Shuhei Yoshida, były szef Worldwide Studios Sony Interactive Entertainment, niedawno podzielił się dwoma chwilami strachu definiującego karierę, oba dzięki uprzejmości Nintendo i Xbox.
W wywiadzie dla Minnmax Yoshida opisał roczny początek Xbox 360 na PlayStation 3 jako „bardzo, bardzo przerażające”. Potencjalna utrata wczesnych użytkowników w następnej generacji gier była poważnym problemem.
Jednak Yoshida zidentyfikowała ogłoszenie przez Nintendo Monster Hunter 4 jako ekskluzywnego 3DS jako „największego szoku” konkurenta. Franczyza Monster Hunter odniosła ogromny sukces w PlayStation Portable, z dwoma ekskluzywnymi tytułami.
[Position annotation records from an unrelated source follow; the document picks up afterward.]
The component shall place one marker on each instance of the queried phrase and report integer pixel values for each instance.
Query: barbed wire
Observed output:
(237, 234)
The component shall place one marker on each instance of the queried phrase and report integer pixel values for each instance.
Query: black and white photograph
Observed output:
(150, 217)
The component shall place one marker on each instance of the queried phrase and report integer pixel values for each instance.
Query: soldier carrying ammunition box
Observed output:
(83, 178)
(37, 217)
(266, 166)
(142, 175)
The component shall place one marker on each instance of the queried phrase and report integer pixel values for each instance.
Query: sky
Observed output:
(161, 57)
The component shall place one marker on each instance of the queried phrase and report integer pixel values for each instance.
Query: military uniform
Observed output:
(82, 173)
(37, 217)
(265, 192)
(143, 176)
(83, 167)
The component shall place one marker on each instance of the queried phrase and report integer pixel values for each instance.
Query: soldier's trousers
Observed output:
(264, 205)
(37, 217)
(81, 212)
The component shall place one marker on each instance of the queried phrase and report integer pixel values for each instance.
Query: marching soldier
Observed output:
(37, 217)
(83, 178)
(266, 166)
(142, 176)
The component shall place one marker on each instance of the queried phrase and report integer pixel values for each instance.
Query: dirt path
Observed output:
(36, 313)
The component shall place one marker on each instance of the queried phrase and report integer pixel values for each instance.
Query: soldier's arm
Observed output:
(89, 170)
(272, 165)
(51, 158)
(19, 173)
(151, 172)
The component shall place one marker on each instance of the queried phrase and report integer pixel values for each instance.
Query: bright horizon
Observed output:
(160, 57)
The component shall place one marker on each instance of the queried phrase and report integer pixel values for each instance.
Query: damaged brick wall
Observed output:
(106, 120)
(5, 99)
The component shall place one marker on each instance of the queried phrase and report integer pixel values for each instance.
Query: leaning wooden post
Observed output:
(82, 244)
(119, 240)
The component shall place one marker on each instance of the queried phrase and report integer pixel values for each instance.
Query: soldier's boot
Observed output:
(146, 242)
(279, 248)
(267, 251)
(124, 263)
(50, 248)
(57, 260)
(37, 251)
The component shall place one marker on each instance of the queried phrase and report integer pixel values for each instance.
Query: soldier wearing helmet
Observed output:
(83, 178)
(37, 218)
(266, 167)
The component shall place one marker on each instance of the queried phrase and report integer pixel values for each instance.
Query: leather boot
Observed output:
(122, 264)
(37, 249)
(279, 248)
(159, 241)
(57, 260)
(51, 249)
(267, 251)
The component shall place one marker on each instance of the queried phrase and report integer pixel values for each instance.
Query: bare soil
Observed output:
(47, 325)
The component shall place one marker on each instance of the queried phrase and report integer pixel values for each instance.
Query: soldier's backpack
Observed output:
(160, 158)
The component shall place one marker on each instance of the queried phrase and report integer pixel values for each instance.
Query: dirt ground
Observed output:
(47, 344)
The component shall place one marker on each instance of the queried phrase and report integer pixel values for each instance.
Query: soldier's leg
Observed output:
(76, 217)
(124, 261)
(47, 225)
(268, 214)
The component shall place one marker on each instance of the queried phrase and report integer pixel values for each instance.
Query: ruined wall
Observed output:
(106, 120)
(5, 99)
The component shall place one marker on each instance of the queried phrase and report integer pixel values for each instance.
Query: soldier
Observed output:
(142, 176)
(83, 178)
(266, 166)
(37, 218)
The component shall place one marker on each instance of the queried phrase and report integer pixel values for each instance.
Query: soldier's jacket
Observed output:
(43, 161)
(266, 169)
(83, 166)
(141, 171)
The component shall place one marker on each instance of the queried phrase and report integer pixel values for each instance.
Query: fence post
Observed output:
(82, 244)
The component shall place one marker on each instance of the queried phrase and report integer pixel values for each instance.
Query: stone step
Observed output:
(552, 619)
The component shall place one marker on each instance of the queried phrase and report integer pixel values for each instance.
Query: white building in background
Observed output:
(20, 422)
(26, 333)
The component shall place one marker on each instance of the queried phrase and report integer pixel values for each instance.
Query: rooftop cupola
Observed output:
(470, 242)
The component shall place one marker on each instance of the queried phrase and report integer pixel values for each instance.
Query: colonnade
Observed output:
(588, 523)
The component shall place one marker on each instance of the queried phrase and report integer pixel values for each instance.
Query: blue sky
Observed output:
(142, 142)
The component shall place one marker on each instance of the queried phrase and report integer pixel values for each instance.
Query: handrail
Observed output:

Yoshida była całkowicie nieświadoma nabycia nowej gry przez Nintendo. Aby jeszcze bardziej skomplikować sprawy, Nintendo jednocześnie obniżyło cenę 3DS o 100 USD, podważając PlayStation Vita.
„Po uruchomieniu zarówno Nintendo 3DS, jak i Vita wyceniono na 250 USD, ale potem obniżyły cenę 3DS o 100 USD” - przypomniała Yoshida. „Byłem zszokowany. A potem ogłoszenie największej gry ... Monster Hunter , największa gra na PSP, miała być ekskluzywna Nintendo 3DS. To był ogromny cios”.
Emerytura Yoshidy w styczniu, po ponad trzech dekadach z Sony, pozwoliła mu zaoferować szczere wgląd w jego czas w firmie. Podzielił się także swoim zastrzeżeniami na temat strategii służby na żywo Sony i jego przemyśleń na temat braku przenoszonego przez krew remake'u lub kontynuacji.